Bon aller, je termine… Donc on plie nos tentes, on boucle nos sacs et les Népalais nous aident à porter tentes, gaz et réchauds et quelques affaires perso. Le sac de couchage et le matelas de Denis et de Jean en particulier. Puis nous partons vers le haut, en cordées de deux : Flo et Jacques, Michelle avec Marie, Jean avec Denis, et je suis encordé avec Jean Do. Au 1er col, à 6500 m, il y a beaucoup de vent et il fait vraiment très froid (-18° avec 40 km/h de vent annoncé). Avec Jean Do, nous ne nous éternisons pas vraiment, je bouscule un peu les uns et les autres pour qu’ils se couvrent comme il faut et je vais voir la suite de l’itinéraire. Il y a une fine crevasse qui laisse supposer que la corniche est gigantesque, en fait elle se passe très bien, il faut juste choisir le bon endroit. Mais de l’autre côté, ce n’est pas du tout le terrain débonnaire que j’attendais : ça penche un peu et il faut contourner des zones de séracs. Ce n’est pas très loin, une heure au max mais c’est assez impressionnant.
- Lionel : Tu as l’air surpris par ce que tu
découvres, ce n’était pas indiqué dans votre topo du sommet, celui de votre
bouquin ?
- ben NON, justement. Cela pose la question de la pertinence et de la précision des informations. Et là, ça me dérange d’autant plus que c’est de notre bouquin dont il s’agit. Pourtant avec Jean nous avons essayé de faire le mieux possible, de donner le plus de renseignements pratiques.

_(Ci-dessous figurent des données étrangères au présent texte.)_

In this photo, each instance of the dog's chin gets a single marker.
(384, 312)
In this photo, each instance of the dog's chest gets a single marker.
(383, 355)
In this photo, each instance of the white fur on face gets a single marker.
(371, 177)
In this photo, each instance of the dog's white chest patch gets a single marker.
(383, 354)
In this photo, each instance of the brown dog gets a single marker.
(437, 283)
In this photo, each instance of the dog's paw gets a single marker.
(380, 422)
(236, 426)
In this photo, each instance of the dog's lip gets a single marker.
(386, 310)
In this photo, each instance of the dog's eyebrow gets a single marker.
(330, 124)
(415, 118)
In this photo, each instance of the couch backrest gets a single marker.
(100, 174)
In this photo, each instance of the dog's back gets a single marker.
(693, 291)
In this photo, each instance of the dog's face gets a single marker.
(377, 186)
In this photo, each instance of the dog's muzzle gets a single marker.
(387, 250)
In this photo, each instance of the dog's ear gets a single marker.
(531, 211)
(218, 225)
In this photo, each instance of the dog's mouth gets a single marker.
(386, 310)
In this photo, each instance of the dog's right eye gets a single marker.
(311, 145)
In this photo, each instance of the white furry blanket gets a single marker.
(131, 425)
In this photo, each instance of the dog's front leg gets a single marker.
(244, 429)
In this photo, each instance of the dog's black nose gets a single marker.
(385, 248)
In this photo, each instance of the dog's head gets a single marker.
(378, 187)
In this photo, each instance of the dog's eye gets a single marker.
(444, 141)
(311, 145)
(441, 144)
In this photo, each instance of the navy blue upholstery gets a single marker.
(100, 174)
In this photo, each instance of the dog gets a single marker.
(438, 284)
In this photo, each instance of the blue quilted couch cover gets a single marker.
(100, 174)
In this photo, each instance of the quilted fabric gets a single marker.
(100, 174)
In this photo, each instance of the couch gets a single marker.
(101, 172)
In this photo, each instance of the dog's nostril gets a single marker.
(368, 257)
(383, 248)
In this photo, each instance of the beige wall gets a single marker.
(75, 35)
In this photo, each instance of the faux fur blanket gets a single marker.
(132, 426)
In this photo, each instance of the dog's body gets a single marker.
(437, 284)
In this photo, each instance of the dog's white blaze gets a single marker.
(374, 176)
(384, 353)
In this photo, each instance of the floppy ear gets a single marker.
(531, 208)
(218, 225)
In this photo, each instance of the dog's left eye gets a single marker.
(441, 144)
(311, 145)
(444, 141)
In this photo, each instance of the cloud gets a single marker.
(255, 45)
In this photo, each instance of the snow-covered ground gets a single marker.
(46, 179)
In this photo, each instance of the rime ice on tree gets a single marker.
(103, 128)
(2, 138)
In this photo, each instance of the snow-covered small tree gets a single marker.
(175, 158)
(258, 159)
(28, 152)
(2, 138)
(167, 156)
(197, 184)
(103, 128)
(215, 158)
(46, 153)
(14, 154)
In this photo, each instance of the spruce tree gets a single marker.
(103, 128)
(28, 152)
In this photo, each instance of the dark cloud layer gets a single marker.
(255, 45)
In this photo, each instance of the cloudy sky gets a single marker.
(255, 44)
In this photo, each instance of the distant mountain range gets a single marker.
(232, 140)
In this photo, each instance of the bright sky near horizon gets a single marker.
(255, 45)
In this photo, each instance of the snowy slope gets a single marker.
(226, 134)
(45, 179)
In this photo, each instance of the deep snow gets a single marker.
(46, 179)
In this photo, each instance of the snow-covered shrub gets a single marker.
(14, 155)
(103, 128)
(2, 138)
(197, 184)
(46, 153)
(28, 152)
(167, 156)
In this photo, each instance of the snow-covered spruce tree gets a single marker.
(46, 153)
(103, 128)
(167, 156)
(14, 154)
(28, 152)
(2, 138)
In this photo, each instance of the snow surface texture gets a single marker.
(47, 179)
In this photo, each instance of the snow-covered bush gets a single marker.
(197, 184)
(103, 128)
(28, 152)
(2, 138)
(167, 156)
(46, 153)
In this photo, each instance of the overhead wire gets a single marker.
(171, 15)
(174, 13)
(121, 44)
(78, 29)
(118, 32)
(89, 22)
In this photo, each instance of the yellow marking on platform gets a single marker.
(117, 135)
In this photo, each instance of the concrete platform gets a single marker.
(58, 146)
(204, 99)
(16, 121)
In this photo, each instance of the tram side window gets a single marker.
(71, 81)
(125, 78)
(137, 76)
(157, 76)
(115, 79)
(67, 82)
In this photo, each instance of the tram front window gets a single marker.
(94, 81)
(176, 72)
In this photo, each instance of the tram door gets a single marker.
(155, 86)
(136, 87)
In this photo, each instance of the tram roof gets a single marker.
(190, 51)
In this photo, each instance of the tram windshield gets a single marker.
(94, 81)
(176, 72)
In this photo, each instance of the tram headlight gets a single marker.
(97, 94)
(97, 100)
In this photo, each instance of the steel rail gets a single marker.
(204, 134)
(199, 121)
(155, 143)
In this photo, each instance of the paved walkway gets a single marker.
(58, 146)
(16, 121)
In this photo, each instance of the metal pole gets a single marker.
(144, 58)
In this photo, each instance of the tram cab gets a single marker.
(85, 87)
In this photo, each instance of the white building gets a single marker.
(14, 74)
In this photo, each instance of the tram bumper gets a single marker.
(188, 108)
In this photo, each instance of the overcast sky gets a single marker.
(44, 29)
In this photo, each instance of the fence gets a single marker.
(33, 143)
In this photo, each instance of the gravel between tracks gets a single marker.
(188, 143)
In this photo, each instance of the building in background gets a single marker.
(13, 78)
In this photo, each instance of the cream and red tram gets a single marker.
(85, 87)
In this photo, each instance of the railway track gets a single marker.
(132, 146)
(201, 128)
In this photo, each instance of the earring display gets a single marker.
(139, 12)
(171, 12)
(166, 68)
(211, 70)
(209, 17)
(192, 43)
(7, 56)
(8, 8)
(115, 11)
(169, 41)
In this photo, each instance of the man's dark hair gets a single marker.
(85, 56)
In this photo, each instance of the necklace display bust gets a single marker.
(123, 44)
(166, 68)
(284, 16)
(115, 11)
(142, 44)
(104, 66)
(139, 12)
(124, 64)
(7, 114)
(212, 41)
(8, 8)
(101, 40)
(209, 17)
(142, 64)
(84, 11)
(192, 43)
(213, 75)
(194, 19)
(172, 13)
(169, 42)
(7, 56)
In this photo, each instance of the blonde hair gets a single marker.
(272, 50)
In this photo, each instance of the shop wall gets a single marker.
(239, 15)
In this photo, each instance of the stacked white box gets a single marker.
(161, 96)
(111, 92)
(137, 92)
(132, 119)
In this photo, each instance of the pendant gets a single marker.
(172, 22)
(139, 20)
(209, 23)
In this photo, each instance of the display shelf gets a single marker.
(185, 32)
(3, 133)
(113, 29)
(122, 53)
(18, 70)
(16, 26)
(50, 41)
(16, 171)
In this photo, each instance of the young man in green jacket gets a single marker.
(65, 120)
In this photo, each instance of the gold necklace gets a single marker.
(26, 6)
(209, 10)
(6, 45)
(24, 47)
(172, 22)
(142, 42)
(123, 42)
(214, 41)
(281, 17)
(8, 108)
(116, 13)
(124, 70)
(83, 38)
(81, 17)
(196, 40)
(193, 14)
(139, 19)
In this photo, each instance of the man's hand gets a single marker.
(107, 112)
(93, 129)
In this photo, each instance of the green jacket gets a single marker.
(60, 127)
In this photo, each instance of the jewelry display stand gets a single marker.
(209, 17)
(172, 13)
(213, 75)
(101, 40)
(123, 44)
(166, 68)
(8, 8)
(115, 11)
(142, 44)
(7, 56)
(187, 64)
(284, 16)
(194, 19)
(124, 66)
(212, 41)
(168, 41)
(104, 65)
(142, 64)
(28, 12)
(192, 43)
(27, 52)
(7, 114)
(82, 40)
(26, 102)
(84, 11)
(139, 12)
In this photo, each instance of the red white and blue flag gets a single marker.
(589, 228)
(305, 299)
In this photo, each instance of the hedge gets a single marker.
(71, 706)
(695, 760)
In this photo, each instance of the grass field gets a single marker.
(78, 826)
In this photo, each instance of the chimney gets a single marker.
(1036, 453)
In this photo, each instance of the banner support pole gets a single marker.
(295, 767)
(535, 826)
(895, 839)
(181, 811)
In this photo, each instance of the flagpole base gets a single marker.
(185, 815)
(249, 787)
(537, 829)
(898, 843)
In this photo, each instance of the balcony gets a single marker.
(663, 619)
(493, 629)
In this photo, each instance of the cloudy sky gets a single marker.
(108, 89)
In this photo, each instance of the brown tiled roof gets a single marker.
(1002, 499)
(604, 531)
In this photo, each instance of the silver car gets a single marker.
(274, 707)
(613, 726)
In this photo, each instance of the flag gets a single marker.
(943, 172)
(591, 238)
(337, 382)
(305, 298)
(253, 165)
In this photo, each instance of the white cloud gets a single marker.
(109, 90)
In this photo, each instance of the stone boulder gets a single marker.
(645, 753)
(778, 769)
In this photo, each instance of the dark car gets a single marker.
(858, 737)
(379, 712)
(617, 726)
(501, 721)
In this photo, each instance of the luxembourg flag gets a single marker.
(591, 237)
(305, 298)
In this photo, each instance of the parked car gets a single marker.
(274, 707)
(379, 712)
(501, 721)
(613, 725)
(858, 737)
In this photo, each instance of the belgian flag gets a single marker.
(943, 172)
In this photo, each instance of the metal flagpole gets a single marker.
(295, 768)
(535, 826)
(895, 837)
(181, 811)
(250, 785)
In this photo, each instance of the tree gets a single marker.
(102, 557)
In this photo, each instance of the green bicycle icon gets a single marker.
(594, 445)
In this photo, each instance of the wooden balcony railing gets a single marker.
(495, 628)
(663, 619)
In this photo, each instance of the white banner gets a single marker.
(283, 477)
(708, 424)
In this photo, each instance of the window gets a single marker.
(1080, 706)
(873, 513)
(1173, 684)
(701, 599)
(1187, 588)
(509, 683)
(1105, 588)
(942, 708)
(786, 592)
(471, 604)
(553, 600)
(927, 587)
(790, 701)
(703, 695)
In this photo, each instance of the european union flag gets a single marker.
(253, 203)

- Lionel : bien sûr il n’est pas parfait, mais c’est
le seul qui existe. Vas voir sur Internet si tu trouves des infos sur le Ratna
Chuli ou le Saipal.
Au col, je vois arriver Mingma qui m’annonce d’emblée qu’il ne va pas plus loin sans corde fixe. Et Chho de renchérir… « Impossible to go ! ». En fait, je les soupçonne d’avoir déjà pris cette décision la veille et c’était peut être le message que Chho voulait me faire comprendre en disant que la corniche était trop grosse. Mais manque de pot, avec Jean Do nous sommes déjà de l’autre côté, bien décidés à continuer. Ce n’est vraiment pas le moment de discuter car tout le monde est en train d’arriver et il fait très très froid. Voici encore une décision prise dans des conditions extrêmes, mais je n’ai pas vraiment le choix. Soit je leur botte le cul à coups de crampons pour qu’ils continuent, soit je prends le temps de les convaincre que c’est à vache, soit j’accepte leur décision et nous redescendons immédiatement. Forcément, c’est la dernière solution que je choisis. Si je les force à continuer et qu’il se passe quelque chose de dramatique, je m’en voudrai toute ma vie. De nouveau, ne pas se mettre dans une spirale accidentogène et résister à la pression du sommet.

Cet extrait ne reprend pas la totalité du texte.